Gözlerim istem dışı olarak kocaman açılmıştı, asla benim seçileceğim aklımın ucundan dahi geçmezdi. Ama ben seçilmiştim... Beni neler bekliyordu, önümde nasıl bir yol vardı bilmiyordum. Bu zamana kadar aldığım hiçbir gizli göreve benzemiyordu, bu dünyaca ünlü ve bir o kadar da tehlikeli Kasırgaydı. Yutkundum ve hiçbir şey yapmadan öylece gözlerimi kırpıştırmaya başladım. Hâlâ kulaklarımda Sami komiserin sesi yankılanıyordu, "Seçtikleri sensin Nisan, son polis olarak seni seçtiler."

"Bugün seçilen bütün gizli polisleri toplayıp belirledikleri eve götüreceklermiş, seni de yaklaşık yarım saat sonra alırlar."

Sadece başımı sallamakla yetindim. Odadan çıktıktan sonra Selin hemen yanıma geldi ve hemen koluma girdi.
"Ne oldu, neden çağırmış seni?" Başımı sağ tarafıma doğru çevirip iri gözleriyle bana bakan ve benden cevap bekleyen Selin'e yukarıdan bir bakış attım.
"Bana... Bana kimin son polis olarak seçildiğini söyledi."
Aniden kolumu bırakıp olduğu yerde durdu ve elleriyle ağzını kapattı.
"Kim, seçilen son polis kimmiş, yoksa..."

Başımı sallayıp önüme döndüm ve ağır ağır ilerlemeye başladım. Selin ise anlamış olacaktı ki birşey demeden yanımda sessizce yürüdü.

"Peki, ne düşünüyorsun?" Dedi bir süre sonra, sessizliğine son vererek.

"Herşeyin olduğu gibi bunun da üstesinden geleceğiz, evet belki hepsinden daha zor, belki hepsinden daha tehlikeli ama yine de üstesinden geleceğiz," deyip ona doğru döndüm ve gülümsedim.

O sırada aklıma gelen tek kişi babam oldu, seçilen polislerle birlikte aynı evde kalacağımızı biliyordum, gün içerisinde babamı istediğim zaman görme imkanım olsa da yine de onu orada tek başına bırakmak içimde bazı şeylerin burukluğuna neden olacaktı. Bu zamana kadar birbirimizden hiç ayrılmamıştık, evet belki biraz tuhaf gelebilir ama gerçek buydu. Ama savaşmak zorundaydım, ölen onca insan, onca genç için bunu yapmak zorundaydım. Şubenin içinde oturup beklediğim sırada tekrar Sami komiserin kapısı açıldı, kapının önünde durup birkaç saniye öylece bana baktı ve ardından dudaklarını araladı.

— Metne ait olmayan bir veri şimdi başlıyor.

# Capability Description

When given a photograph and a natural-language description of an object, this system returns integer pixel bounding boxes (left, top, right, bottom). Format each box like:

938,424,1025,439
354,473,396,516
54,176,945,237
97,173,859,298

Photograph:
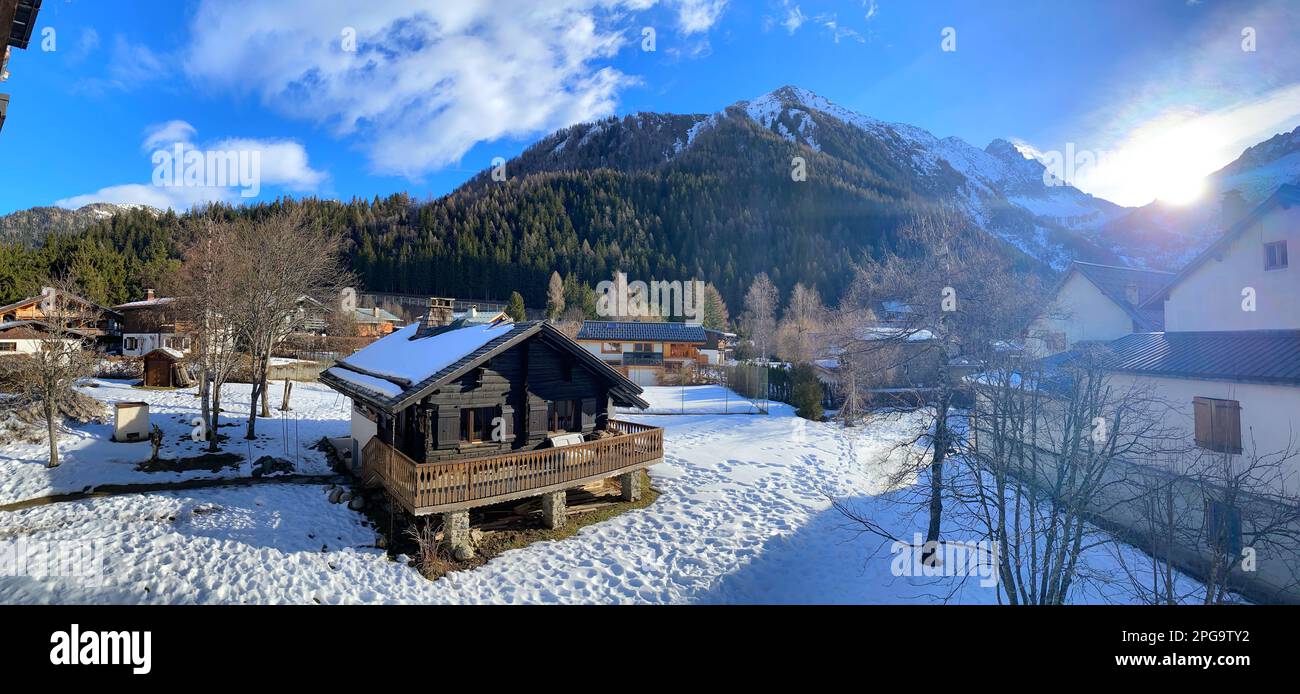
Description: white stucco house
1024,260,1174,357
1109,186,1300,485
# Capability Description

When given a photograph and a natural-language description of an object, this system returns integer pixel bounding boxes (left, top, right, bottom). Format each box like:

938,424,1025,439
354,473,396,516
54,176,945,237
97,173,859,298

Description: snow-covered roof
451,309,510,324
354,308,402,322
320,318,647,412
0,320,91,338
339,321,515,383
113,296,176,308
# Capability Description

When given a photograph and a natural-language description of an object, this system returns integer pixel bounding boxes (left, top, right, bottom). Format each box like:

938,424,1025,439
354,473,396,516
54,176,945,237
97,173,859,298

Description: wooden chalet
0,0,40,130
320,299,663,561
0,287,122,350
114,290,192,356
142,347,191,389
577,321,709,386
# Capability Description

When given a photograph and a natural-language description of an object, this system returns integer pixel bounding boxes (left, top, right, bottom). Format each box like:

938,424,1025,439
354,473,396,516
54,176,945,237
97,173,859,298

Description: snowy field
615,386,768,416
0,379,351,504
0,386,1190,603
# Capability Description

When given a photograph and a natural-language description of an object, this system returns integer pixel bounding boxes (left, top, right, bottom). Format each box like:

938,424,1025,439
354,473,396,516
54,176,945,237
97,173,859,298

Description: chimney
1221,190,1247,231
415,296,452,338
1125,282,1138,305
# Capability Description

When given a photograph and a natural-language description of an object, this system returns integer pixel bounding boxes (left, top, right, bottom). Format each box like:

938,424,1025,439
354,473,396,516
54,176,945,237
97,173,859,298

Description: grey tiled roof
1071,261,1174,331
1108,330,1300,385
577,321,707,342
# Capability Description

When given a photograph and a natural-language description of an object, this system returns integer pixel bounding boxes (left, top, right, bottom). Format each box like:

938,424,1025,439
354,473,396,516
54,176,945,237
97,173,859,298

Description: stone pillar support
442,511,475,561
619,470,641,502
542,489,566,529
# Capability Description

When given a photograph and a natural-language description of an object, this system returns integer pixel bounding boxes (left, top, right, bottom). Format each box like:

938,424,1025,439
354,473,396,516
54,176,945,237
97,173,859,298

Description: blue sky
0,0,1300,213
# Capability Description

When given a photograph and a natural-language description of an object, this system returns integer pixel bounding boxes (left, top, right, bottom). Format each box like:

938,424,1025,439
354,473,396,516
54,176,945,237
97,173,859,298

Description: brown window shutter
1214,400,1242,454
438,405,460,448
1192,398,1214,448
499,405,515,442
528,400,549,437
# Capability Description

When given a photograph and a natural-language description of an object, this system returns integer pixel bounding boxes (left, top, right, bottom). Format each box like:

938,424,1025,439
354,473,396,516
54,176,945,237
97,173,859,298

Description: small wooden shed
143,347,190,389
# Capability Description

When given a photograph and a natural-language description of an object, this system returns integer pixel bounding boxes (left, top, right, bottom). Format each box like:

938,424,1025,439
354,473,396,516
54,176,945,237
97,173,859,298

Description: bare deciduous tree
839,208,1043,569
741,273,781,361
546,272,564,320
230,207,346,438
952,348,1177,604
776,285,826,363
3,277,98,468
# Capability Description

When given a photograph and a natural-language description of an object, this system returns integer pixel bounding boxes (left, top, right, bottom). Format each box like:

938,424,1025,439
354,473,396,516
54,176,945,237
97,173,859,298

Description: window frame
460,405,501,446
546,400,582,434
1264,239,1291,272
1192,395,1242,455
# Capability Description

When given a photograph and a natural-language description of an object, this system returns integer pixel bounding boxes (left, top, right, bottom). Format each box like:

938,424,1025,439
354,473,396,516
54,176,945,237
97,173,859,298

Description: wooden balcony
361,420,663,516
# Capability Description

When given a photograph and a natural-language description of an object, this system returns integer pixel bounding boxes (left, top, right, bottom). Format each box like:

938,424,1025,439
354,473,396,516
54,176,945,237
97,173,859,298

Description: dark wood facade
377,337,611,463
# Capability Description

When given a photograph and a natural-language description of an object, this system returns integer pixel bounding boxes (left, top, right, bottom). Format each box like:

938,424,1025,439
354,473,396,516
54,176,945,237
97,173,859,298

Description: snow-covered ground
615,386,767,417
0,379,351,504
0,389,1190,603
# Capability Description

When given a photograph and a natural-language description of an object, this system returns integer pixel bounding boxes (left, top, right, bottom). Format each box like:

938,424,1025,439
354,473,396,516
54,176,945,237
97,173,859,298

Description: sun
1156,173,1205,207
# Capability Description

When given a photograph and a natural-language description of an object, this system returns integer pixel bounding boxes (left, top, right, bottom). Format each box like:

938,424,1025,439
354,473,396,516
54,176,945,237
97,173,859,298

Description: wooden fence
361,420,663,516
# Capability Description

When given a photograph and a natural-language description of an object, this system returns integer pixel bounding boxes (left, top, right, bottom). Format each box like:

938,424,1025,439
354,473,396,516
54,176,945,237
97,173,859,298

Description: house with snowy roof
1108,186,1300,483
0,287,122,352
1024,260,1174,357
113,289,192,356
974,186,1300,603
320,299,663,554
577,321,709,386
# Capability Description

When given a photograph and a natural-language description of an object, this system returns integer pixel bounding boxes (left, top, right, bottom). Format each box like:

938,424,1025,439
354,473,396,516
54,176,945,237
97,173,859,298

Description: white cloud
781,5,807,34
1075,84,1300,205
68,26,99,62
140,121,198,151
108,35,168,90
183,0,725,178
1048,0,1300,205
211,138,326,192
55,183,238,211
677,0,727,34
55,125,328,209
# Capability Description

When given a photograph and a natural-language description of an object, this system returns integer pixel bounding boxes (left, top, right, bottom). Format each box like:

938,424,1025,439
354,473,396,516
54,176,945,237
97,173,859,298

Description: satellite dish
40,287,59,316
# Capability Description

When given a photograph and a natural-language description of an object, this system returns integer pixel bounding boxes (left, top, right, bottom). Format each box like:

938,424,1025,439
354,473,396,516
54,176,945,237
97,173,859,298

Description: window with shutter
438,405,460,448
528,400,546,437
1192,398,1242,454
497,405,515,442
1205,498,1242,556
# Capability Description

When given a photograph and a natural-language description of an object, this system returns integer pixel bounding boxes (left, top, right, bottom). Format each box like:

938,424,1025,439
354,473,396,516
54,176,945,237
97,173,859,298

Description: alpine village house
1013,186,1300,603
320,299,663,558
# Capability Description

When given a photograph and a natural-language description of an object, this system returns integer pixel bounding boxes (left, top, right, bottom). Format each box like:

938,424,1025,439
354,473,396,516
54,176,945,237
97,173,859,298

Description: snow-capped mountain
501,86,1128,269
0,203,163,244
736,86,1125,229
1096,127,1300,269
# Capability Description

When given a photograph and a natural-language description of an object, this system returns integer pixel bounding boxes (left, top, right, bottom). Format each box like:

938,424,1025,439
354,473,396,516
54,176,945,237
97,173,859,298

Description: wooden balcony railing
361,420,663,516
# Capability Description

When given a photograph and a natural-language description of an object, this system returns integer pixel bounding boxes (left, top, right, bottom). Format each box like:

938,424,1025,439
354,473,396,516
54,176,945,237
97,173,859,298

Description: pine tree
506,291,528,322
546,272,564,320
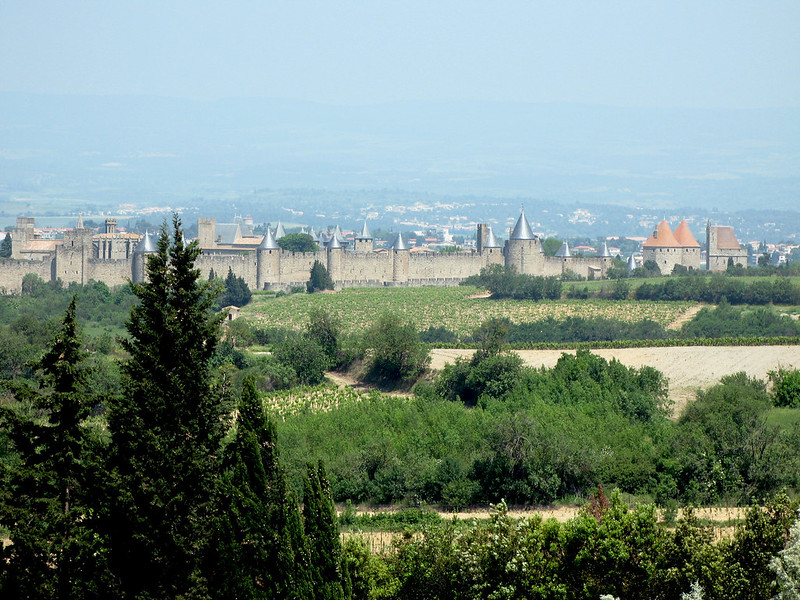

"Nisan Ayaz, seni almaya geldiler, karakolun kapısının önünde bekliyorlar."

Birden herkesin gözleri beni buldu. Şaşkınlıkla bir bana birde Sami komisere bakmaya başladılar. Ben ise oturduğum sandalye doğrulup ayağa kalktım ve derin bir nefes alıp geri verdim. Tam bir adım atıp kapıya doğru yöneldiğim sırada Selin ayağa kalktı ve karışma geçti.

"Hepimiz sana çok güveniyoruz ve seni çok seviyoruz Nisan."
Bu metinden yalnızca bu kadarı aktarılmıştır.